(Preface: I’m neither a statistician nor a programmer. I work in the humanities, so have mercy on my soul).
I need to calculate the Euclidean distance between a series of points in R. I’ve been using dist(), as follows:
> x <- c(0,0)
> y <- c(0,10)
> dist(rbind(x,y))
x
y 10
So far, so good. But when I was looking at my results (with real numbers), they were horribly off. So much so that I figured my R script was grabbing data from the wrong columns. But I checked, and it isn’t.
So I started playing around with toy numbers, and I was in for a surprise. The above example (a vertical line) works correctly, as does the following (a horizontal line):
> x <- c(0,10)
> y <- c(0,0)
> dist(rbind(x,y))
x
y 10
But when the line the two points form is diagonal, strangeness ensues:
> x <- c(0,10)
> y <- c(0,10)
> dist(rbind(x,y))
x
y 0
A distance of 0? Huh? That can’t be right.
And when the points are identical (that’s quite possible in my data), we go down the rabbit hole:
> x <- c(0,0)
> y <- c(10,10)
> dist(rbind(x,y))
x
y 14.14214
Should this not be 0? The points are identical, after all, so there can be no distance between them.

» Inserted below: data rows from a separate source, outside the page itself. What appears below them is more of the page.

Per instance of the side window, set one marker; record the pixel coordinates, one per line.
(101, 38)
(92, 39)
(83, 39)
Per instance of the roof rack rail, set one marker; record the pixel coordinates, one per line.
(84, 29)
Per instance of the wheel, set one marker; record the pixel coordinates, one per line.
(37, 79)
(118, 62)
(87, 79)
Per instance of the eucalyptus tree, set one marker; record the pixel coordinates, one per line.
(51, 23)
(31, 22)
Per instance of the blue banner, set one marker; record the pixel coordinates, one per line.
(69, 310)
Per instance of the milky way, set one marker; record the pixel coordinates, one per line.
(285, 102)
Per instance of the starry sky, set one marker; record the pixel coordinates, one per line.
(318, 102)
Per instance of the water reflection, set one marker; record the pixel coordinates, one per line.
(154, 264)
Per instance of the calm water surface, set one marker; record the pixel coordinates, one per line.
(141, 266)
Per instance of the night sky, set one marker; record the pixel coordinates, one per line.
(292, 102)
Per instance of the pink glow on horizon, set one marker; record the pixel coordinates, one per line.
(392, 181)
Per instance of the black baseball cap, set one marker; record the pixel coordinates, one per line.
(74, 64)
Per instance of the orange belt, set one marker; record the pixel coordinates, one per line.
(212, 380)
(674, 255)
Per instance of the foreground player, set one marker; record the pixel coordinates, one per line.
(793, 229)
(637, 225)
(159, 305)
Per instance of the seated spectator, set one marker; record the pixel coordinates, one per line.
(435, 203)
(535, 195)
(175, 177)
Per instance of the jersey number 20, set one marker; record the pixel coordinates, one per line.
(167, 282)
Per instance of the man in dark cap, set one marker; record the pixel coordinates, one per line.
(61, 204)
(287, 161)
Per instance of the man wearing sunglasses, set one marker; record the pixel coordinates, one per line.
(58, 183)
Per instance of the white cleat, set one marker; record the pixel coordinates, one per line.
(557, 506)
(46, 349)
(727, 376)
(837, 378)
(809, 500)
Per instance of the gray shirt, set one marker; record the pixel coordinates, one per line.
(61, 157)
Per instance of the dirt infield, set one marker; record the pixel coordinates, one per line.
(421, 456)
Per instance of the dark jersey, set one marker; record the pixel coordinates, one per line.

Just in case there’s something wrong with dist(), I tried to implement the formula manually, going by Wikipedia. Same results:
> sqrt(sum((x - y) ^ 2))
[1] 14.14214
As I said above, my math background is minimal, so I fully expect that the error here is mine. If so, please explain what it is and how to correct it. But from where I stand right now, it seems like something is very wrong.
And worst of all, I can’t analyze my data.
It looks like you want
dist(cbind(x, y)), notdist(rbind(x, y)).